After the Financial Times reported that several private equity firms, including Advent and GTCR, are mulling the acquisition of a majority stake in Fidelity Information Services (FIS:US) Worldpay business, shares in the company gained as much as 6.5%.

The report quoted a discussed valuation of $15 billion. The Financial Times findings are based on insights from five unidentified people familiar with the matter.

The news report comes after FIS announced earlier this year that it plans to spin off its Worldpay business with the expectations it will be complete by early 2024.

FIS shares traded 19% lower year-to-date based on Friday’s closing price. This compares to the near 16% gain seen in the S&P 500 for the first half of 2023. 

The H1 underperformance comes despite the company’s better-than-expected earnings results published in late April. FIS earned $1.29 a share on an adjusted basis, topping the consensus for a profit per share of $1.21.

Revenue came in at $3.5 billion, again better than the $3.42 billion expected.

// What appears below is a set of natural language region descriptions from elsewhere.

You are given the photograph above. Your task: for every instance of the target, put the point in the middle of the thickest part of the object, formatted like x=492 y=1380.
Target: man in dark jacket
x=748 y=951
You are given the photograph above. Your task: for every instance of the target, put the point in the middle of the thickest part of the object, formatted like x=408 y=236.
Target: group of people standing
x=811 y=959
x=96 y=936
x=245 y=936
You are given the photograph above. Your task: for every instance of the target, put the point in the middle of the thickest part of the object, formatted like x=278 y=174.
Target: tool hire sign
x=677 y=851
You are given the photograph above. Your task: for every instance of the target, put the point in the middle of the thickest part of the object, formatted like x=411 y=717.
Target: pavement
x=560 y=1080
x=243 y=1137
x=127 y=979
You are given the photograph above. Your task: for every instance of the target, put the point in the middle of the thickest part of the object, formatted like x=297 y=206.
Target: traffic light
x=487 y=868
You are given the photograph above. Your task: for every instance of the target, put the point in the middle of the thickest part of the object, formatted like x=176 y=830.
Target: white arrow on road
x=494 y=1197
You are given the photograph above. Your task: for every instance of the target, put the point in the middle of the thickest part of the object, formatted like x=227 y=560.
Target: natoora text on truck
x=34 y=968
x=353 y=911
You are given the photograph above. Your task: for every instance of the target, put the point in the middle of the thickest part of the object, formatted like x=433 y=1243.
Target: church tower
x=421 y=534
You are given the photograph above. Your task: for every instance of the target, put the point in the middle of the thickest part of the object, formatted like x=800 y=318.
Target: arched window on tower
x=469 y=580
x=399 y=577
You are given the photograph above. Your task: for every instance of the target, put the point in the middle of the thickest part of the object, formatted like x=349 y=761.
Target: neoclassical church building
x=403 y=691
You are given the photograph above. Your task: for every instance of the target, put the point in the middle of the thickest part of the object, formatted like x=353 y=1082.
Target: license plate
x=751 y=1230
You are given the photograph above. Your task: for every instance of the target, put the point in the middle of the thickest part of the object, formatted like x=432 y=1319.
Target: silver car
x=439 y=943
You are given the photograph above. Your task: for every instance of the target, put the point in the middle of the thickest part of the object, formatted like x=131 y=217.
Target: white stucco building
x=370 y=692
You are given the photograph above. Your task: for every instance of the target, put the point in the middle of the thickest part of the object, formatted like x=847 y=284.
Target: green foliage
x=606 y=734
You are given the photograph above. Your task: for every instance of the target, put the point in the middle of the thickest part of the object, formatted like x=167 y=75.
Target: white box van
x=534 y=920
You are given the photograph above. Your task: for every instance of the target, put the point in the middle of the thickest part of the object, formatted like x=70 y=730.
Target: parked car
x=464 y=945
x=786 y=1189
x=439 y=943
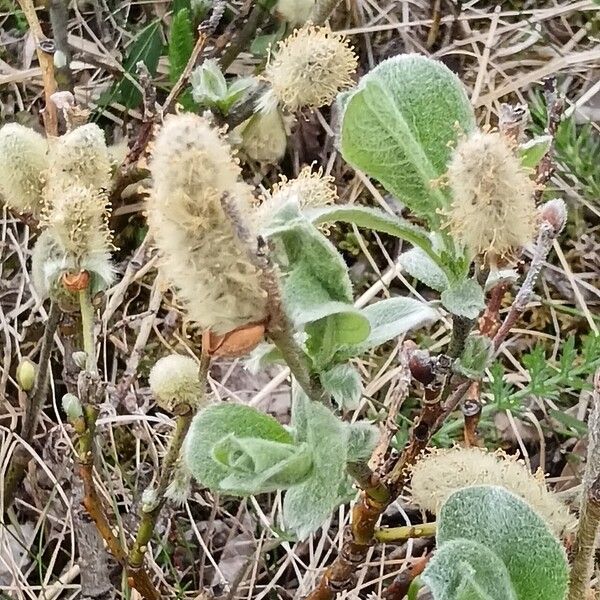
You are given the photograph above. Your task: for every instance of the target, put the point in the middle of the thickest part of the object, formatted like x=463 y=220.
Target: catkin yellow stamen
x=77 y=218
x=80 y=157
x=310 y=67
x=23 y=161
x=493 y=208
x=311 y=189
x=438 y=474
x=202 y=253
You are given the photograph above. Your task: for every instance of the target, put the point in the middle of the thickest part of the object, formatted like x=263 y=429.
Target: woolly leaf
x=465 y=570
x=464 y=298
x=534 y=150
x=212 y=461
x=362 y=440
x=306 y=506
x=398 y=127
x=317 y=291
x=257 y=465
x=420 y=266
x=344 y=325
x=376 y=220
x=476 y=356
x=146 y=46
x=389 y=319
x=181 y=43
x=514 y=532
x=344 y=385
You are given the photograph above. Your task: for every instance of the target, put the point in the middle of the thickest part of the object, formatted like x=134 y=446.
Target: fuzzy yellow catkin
x=440 y=473
x=311 y=189
x=202 y=255
x=175 y=380
x=23 y=162
x=493 y=208
x=77 y=219
x=80 y=157
x=310 y=67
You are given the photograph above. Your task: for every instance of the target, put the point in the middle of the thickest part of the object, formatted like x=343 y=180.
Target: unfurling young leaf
x=398 y=126
x=420 y=266
x=241 y=451
x=482 y=520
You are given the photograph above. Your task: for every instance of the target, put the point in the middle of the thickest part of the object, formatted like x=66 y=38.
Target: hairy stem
x=401 y=534
x=148 y=518
x=585 y=543
x=546 y=236
x=87 y=327
x=33 y=408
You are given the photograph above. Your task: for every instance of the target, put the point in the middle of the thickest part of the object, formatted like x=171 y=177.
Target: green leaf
x=257 y=465
x=362 y=440
x=317 y=291
x=181 y=43
x=466 y=570
x=147 y=46
x=475 y=357
x=534 y=150
x=399 y=125
x=376 y=220
x=464 y=298
x=344 y=384
x=307 y=505
x=389 y=319
x=204 y=444
x=343 y=326
x=514 y=532
x=420 y=266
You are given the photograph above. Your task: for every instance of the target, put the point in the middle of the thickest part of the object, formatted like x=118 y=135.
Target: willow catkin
x=202 y=254
x=23 y=162
x=175 y=380
x=493 y=208
x=310 y=67
x=80 y=157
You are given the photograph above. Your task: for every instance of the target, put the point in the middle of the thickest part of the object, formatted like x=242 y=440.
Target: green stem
x=259 y=12
x=35 y=403
x=87 y=327
x=148 y=518
x=401 y=534
x=296 y=360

The company’s Q2 guidance also came in better than what analysts were expecting. 

“We view the Q1 print as a solid first step in the company’s journey to reinvigorate growth and a good proof point of the new management team’s ability to execute,” wrote Barclays analyst Ramsey El-Assal.

On the Worldpay spinoff, the analyst commented:

“We believe it may prove somewhat challenging to pivot the business while at the same time, executing on large cost-cutting programs, especially as we head into a softening demand environment,” El-Assal said in his note to clients.

Just a few days ago, Representative Michael McCaul reported the sale of FIS shares, which was completed on May 12, when the stock closed at $55.07. Congressman Ro Khanna was also trading FIS shares in May.

Shares are now trading around the $58 mark.